Le tribunal des activités économiques de Nancy, le trente septembre deux mille vingt-cinq, prononce la clôture pour insuffisance d’actif d’une liquidation judiciaire. La société débitrice, non comparante, fait l’objet d’une procédure collective. Le liquidateur judiciaire a requis la clôture, avis favorable du juge-commissaire. La question est l’application des conditions légales de clôture pour insuffisance d’actif. Le tribunal accueille la requête et met fin à la procédure.
La condition légale de l’insuffisance d’actif
Le constat d’impossibilité justifiant la clôture
Le tribunal retient que la poursuite des opérations est rendue impossible. Cette impossibilité procède directement de l’insuffisance constatée de l’actif social. Le juge fonde son appréciation sur les éléments fournis par le liquidateur judiciaire. L’avis conforme du juge-commissaire confirme cette analyse situationnelle.

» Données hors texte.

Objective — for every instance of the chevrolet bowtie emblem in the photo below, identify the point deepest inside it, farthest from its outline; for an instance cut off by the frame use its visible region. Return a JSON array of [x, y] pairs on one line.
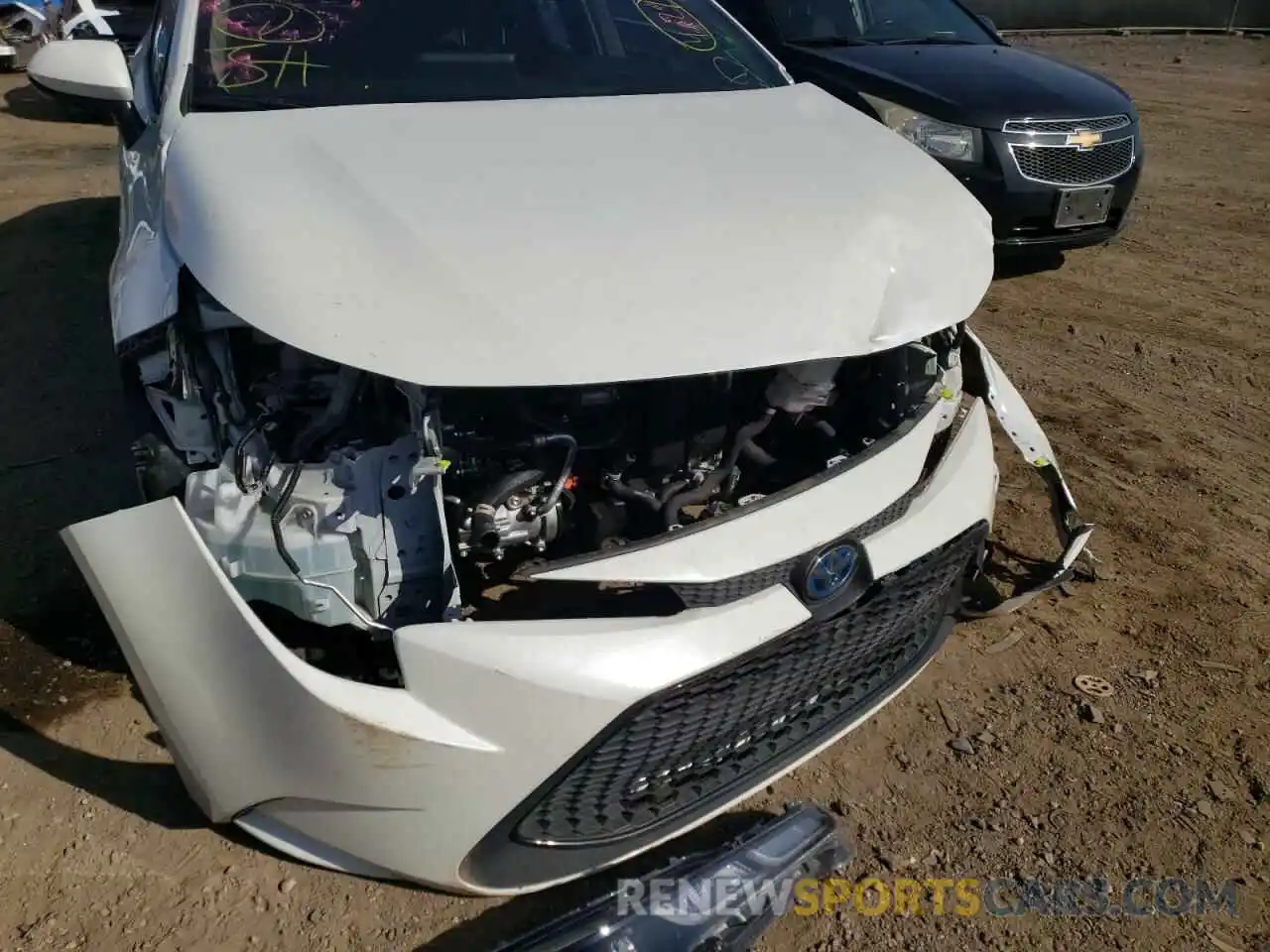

La décision applique strictement le texte prévoyant cette cause de clôture. « Lorsqu’il n’existe plus de passif exigible ou que le liquidateur dispose des sommes suffisantes pour désintéresser les créanciers, ou lorsque la poursuite des opérations de liquidation judiciaire est rendue impossible en raison de l’insuffisance de l’actif, ou encore lorsque l’intérêt de cette poursuite est disproportionnée par rapport aux difficultés de réalisation des actifs résiduels, la clôture de la liquidation judiciaire est prononcée par le tribunal, le débiteur entendu ou dûment appelé. » (Tribunal judiciaire de Metz, le 3 novembre 2025, n°23/00009) La portée est de permettre une extinction ordonnée de procédures sans issue.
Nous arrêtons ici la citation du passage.